The blind leading the obese: the molecular pathophysiology of a human obesity syndrome - PubMed (original) (raw)
Review
. 2010:121:172-81; discussion 181-2.
Affiliations
- PMID: 20697559
- PMCID: PMC2917141
Review
The blind leading the obese: the molecular pathophysiology of a human obesity syndrome
Val C Sheffield. Trans Am Clin Climatol Assoc. 2010.
Abstract
Bardet-Biedl syndrome (BBS) is a genetically heterogeneous disorder affecting multiple organ systems and resulting in blindness, obesity, cognitive impairment, and congenital defects. Interest in the etiology of this disorder stems, in part, from the fact that patients with BBS develop common clinical problems, including obesity, diabetes and hypertension. Twelve genes independently causing BBS have been identified. The heterogeneity is explained by the existence of two BBS complexes, the BBSome consisting of seven known BBS proteins, and the BBS chaperone complex consisting of three known BBS proteins. The formation of the BBSome requires the function of the BBS chaperone complex. Both mouse and zebrafish data support a role for BBS genes in cilia function, and in intracellular and intraflagellar trafficking. From the work described here, a common primary function of BBS proteins has emerged, specifically the mediation and regulation of microtubule-based intracellular transport.

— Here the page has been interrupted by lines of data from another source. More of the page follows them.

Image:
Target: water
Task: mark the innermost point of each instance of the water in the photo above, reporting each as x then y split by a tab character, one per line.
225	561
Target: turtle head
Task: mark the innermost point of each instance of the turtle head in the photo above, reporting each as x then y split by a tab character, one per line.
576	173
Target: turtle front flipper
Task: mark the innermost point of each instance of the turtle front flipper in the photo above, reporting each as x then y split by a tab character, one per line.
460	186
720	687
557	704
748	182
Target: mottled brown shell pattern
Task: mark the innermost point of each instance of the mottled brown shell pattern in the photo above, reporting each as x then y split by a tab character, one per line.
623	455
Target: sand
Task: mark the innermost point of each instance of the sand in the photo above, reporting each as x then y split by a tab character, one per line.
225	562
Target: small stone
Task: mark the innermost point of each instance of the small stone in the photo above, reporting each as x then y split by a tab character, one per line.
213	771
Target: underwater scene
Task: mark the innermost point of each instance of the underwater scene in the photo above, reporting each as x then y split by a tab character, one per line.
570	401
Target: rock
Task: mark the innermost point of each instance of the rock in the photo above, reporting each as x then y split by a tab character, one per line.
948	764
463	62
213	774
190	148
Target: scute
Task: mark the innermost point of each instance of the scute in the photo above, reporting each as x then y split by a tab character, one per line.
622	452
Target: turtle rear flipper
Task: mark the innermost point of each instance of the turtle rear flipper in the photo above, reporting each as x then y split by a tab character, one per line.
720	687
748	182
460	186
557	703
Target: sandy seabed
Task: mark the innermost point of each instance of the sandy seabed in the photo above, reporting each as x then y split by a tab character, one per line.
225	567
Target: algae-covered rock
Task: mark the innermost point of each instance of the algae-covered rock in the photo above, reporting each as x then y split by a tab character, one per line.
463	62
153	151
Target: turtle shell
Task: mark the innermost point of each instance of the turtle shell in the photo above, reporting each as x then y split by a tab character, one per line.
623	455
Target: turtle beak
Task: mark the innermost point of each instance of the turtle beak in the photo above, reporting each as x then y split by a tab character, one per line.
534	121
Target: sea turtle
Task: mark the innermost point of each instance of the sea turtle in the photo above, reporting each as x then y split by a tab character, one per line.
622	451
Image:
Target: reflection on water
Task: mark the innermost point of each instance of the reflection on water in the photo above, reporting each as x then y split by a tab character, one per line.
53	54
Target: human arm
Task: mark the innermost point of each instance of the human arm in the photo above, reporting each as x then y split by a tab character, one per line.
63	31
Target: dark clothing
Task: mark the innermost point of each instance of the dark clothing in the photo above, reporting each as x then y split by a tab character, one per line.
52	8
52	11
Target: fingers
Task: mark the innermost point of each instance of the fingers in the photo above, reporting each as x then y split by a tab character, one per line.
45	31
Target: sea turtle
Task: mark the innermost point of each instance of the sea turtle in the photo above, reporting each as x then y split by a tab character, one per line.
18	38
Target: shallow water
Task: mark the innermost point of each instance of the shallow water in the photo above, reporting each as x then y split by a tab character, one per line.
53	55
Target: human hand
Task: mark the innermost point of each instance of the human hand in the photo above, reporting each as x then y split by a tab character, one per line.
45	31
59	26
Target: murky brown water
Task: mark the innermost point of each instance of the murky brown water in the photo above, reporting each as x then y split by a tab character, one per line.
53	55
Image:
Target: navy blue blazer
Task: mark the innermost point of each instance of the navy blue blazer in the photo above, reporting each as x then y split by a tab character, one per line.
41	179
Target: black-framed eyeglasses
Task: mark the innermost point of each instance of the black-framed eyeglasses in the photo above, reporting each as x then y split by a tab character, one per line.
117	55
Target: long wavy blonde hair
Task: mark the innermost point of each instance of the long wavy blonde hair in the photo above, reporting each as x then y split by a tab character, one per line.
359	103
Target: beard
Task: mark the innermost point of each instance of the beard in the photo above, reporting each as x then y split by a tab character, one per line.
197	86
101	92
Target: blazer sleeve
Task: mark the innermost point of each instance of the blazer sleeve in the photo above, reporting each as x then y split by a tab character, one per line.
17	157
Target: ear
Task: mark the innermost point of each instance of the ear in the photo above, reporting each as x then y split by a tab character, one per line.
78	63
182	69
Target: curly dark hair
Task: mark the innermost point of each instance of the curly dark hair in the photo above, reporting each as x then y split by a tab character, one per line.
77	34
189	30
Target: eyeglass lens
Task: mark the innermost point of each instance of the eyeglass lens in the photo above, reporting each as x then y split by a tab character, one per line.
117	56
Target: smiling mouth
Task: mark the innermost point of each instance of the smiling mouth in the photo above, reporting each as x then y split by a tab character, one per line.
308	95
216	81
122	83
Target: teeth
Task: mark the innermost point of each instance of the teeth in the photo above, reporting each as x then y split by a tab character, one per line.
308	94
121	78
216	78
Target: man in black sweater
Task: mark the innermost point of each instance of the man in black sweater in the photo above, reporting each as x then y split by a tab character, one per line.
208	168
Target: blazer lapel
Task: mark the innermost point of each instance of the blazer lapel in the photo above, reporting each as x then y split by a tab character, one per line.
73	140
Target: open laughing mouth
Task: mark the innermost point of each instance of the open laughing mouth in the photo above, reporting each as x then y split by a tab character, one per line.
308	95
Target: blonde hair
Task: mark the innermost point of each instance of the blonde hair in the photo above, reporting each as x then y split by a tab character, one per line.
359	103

Conflict of interest statement
Potential Conflicts of Interest: None disclosed.
Figures
Fig. 1
Schematic drawing of the BBSome complex showing protein-protein interactions. BBS1, BBS2, BBS7 and BBS9 contain Beta-propeller repeats. BBS4 and BBS8 contain TPR repeats.
Fig. 2
Histological samples from control (left) and BBS knockout (right) mouse testes. Spermatozoa from BBS mice (Bbs4 knockout mouse shown) lack flagella.
Fig. 3
Histological slides of retina from eight month old wild-type (left) and Bbs4 knockout (right) mice. Note that Bbs4-/- mice lack the photoreceptor layer below the retinal pigmented epithelium (RPE). The photoreceptor layer has completely degenerated in these mice.
Fig. 4
BBS knockout mouse showing the obesity phenotype.
Fig. 5
BBS working model. Seven BBS proteins form a stable complex (BBSome) which localizes to centriolar satellites and to the membrane of cilia. BBSome components play a role in regulation of protein and vesicle trafficking to cilia, and perhaps to the plasma membrane. Chaperone-like BBS proteins (BBS6, BBS10 and BBS12) form a second BBS complex that is required for BBSome assembly.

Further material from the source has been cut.